Admittedly, Cornell is making a large number of assumptions, which they have listed following each assertion. For example, the first assertion, “[Estimated cost] for articles accessed online and through interlibrary services: $61,265,783” explicitly “assumes” that “commercial pay-per-view fairly describes the value of accessing a scholarly article.” Furthermore, Cornell assumes that users would consume articles in the same manner they did in 2008/2009 if forced to pay per use. Finally, the assumption is that articles could not be accessed through another institution, such as a public library. Which, really, they probably couldn’t, but still.

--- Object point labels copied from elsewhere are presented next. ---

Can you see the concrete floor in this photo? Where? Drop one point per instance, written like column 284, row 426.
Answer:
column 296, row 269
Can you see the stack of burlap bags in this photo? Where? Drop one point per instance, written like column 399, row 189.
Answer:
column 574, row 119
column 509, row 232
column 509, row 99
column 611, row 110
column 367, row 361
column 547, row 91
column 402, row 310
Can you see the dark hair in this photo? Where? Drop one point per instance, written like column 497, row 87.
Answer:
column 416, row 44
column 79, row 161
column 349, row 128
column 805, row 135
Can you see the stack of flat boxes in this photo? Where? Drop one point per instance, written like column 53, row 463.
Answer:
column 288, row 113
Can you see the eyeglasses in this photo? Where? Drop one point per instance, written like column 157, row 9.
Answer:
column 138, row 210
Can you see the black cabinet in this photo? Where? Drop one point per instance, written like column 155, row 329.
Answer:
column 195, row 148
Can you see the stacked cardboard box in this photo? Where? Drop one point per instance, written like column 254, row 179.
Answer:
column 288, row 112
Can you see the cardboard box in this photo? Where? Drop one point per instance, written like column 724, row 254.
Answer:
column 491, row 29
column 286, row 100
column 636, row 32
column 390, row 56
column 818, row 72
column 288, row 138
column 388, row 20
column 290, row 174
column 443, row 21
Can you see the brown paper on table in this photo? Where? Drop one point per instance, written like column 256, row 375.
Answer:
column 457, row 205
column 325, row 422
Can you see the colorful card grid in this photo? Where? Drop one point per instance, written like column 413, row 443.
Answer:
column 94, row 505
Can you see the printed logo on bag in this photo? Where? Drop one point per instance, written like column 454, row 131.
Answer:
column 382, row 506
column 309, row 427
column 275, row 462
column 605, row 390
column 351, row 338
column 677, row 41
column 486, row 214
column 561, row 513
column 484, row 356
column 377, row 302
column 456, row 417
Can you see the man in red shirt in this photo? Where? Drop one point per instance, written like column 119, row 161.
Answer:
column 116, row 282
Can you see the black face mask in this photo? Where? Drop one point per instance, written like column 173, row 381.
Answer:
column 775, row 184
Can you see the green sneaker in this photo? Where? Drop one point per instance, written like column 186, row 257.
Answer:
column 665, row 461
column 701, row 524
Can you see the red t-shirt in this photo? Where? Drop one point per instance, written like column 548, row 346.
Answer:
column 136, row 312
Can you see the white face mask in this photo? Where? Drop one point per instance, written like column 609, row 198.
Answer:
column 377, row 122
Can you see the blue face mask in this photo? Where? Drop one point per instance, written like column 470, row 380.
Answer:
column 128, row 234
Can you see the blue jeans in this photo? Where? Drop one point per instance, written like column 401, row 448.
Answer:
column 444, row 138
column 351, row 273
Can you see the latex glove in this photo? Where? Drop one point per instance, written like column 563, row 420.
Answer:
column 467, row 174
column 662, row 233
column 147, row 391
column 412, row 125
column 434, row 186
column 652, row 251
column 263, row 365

Broadly speaking, I agree with Cornell’s valuations of functions and services, although they certainly skate over the basics. I would be interested in separating “ready reference” questions from simple patron interactions (checking out a book), and furthermore, pulling out extended reference interactions. I believe that the more substantive extended reference interactions are those that are truly valued at $15.00 apiece. In all fairness, however, the bulk of the Libraries’ value comes from access to articles. It’s worth noting here that I’m confused abut arXiv ‘s separation from other articles, but oh well.
I mentioned previously that the 90 million dollar price tag is conservative, and that is primarily because the concept of library as space is not addressed. Libraries function as meeting spaces with room to work individually or collaborative, and to access and use the Internet, among other things. The cost of maintaining library as space is already rolled into the annual cost of maintenance for the Cornell University Library. If we added the cost of using an alternative space — say a local Starbucks where you will, incidentally, pay an astronomical price for your venti-decaf-fat-free-with-whip-pumpkin-spice-latte-with-a-shot for the privilege of using their “free” internet — we might end up with a more significant disparity between our final numbers.
The Cornell University Library is clearly making the argument that its library, librarians, and the services it provides are worth significantly more than required by an annual investment. So, do that mean that having a library/battalion of brilliant librarians saves you money? Cornell’s Library thinks so. What are your thoughts?